UN Secretary-General, Ban Ki...

UN Secretary-General, Ban Ki-moon, makes a speech in front of UN peacekeepers at the UNIFIL headquarters in the town of Naqoura, Lebanon [archive].
Photo: AP

The resolution extending that mandate hailed UNIFIL for establishing "a new strategic environment" along the Lebanese border with Israel. But comments from Israel's ambassador to the UN, Dan Gillerman, underlined how far from satisfactory this environment continues to be: Israel's two kidnaped reservists have yet be returned, he noted, weapons are continuing to pour into the Hizbullah armory and Hizbullah gunmen are still deployed in southern Lebanon, albeit less overtly than in the years before last summer's Second Lebanon War.

The extension of the mandate does nothing to grapple with those worrying realities. What it does do is perpetuate a dangerous status quo.

The hope in most UN quarters, and certainly among the nations contributing troops to UNIFIL, is that the present situation in Lebanon can be kept as is. So long as it doesn't appreciably deteriorate, UNIFIL's sponsors will be gratified.

But the calm in Lebanon is deceptive. Beneath the surface, Hizbullah has rearmed, acquiring weaponry more sophisticated than that with which it caused such heavy damage to Israel last summer. UNIFIL has not prevented this.

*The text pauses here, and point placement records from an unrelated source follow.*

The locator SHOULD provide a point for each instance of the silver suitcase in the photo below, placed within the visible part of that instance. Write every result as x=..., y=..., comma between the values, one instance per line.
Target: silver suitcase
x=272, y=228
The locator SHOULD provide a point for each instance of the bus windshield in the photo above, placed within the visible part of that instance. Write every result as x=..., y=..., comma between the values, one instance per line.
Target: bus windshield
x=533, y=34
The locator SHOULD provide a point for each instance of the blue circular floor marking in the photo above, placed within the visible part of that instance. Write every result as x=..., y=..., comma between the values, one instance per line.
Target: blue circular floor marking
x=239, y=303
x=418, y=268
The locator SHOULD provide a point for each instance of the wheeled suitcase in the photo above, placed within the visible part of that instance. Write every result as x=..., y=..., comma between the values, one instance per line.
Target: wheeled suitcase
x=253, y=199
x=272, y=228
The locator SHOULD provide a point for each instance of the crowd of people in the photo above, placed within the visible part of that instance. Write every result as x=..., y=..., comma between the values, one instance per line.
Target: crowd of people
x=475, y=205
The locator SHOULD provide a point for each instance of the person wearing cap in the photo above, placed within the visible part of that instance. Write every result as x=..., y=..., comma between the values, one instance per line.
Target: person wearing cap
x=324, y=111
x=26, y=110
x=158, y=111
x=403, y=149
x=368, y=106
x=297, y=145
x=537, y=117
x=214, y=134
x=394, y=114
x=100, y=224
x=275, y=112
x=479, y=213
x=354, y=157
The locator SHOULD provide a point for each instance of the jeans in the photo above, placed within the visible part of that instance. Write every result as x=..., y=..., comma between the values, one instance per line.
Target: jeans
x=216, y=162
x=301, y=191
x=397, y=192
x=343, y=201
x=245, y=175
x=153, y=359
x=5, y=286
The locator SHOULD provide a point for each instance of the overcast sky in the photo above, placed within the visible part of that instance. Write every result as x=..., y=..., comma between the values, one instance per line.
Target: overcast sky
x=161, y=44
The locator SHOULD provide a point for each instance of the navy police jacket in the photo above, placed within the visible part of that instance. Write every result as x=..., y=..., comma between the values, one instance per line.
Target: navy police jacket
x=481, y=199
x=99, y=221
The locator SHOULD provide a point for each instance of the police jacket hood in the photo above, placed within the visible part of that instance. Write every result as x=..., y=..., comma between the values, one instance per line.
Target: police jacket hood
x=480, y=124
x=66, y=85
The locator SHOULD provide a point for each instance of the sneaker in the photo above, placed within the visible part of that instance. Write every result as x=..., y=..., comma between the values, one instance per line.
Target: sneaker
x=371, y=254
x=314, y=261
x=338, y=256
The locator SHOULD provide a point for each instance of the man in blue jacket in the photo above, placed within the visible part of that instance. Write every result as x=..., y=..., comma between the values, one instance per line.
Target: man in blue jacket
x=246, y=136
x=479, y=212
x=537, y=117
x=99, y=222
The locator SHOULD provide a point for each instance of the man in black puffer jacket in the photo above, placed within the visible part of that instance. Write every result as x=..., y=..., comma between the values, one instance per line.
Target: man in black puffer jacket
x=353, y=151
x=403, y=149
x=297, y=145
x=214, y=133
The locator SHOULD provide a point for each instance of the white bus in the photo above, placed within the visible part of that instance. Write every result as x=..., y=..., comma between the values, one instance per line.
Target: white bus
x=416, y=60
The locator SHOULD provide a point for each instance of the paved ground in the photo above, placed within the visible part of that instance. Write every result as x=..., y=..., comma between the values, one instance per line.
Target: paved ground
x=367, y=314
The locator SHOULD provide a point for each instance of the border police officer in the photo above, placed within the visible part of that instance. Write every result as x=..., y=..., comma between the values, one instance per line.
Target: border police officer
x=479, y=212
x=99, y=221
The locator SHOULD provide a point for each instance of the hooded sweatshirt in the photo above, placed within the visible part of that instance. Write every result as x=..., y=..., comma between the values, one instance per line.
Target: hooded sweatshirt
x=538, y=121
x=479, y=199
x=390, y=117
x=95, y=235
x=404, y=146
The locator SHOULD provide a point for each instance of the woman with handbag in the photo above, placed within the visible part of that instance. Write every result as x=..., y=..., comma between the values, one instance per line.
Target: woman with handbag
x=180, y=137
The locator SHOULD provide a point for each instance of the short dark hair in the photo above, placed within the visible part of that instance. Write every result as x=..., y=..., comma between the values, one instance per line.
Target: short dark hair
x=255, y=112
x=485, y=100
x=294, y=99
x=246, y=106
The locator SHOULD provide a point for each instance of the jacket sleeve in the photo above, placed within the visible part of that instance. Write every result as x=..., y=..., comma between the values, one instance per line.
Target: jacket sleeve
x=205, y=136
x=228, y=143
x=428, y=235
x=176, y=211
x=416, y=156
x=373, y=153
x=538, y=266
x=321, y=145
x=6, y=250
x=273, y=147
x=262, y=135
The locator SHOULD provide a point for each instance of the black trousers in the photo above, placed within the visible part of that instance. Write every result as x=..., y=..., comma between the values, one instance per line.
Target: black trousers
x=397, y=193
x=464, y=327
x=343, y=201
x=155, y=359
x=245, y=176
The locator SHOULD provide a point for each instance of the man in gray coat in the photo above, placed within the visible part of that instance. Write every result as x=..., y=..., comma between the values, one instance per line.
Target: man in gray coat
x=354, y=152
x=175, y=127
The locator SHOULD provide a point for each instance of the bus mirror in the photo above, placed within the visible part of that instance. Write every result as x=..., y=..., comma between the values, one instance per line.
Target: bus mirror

The parallels between today's superficial calm and the six years of apparent calm between Israel's unilateral withdrawal from south Lebanon in 2000 and the outbreak of the war last summer are alarming. Then as now, the quiet was shattered by the occasional unprovoked attack. Then as now, Hizbullah was free to relentlessly gear up for a heavier offensive. Then, UNIFIL's presence was a farce, its forces constituting no obstacle whatsoever to the gradual seizure of sovereignty in south Lebanon by Iran's Hizbullah proxy.

Now, UNIFIL is a beefed-up force, enlarged post-war to more than 13,000 soldiers, among them participants from European countries who are better at performing their assigned tasks than were members of the largely Third World contingents pre-war. But, as was the case in the run-up to last year's conflict, the arms have flowed smoothly to Hizbullah across the Syrian-Lebanese border, and there can be no doubt that Hizbullah is utilizing the relative quiet to train and arm for conflict ahead, confident that the international presence is no strategic threat to its freedom of movement.

Foreign Minister Tzipi Livni has applauded the extension of the mandate; her desire to claim some residual political advantage from the Second Lebanon War is understandable. But even Livni publicly acknowledges that the key objective of UN Security Resolution 1701, to disarm Hizbullah, predictably, has not been implemented.

Not only has Hizbullah been recouping its losses and then some right under UNIFIL's nose, it might be argued that, to some extent, it has been able to do so under UNIFIL protection.

It is not clear what action, if any, Israel might have taken to try to thwart the supply of arms to Hizbullah from Iran and Syria were UNIFIL not there. But given UNIFIL's presence, Israel's hands are largely tied. So much so that even its IAF overflights and Israel Navy patrols close to Lebanese shores have been issues of contention, and there was some pleasure in Jerusalem that such Israeli actions were not the focus of the mandate-extension talks.

Things might have been worse had UNIFIL not been there. The Lebanese authorities would probably not have deployed 15,000 of their own troops south of the Litani River, and Hizbullah would have quickly refilled every vacant niche in broad daylight. But that purported Lebanese sovereign presence is symbolic at best. The Lebanese Army, loath to take on Hizbullah, is at least partially sympathetic to it and has actually cooperated with it on occasion.

An expansion of UNIFIL authority could have countered some of these disturbing realities. But the international community has no desire to crack down on the rampant gunrunning from Syria. The 30 countries participating in UNIFIL do not wish to put their men at greater risk.

The bottom line is that UNIFIL can only keep the peace as long as such deceptive tranquility serves Hizbullah's interests. The UN presence in southern Lebanon, unfortunately, is merely marking time to the next showdown.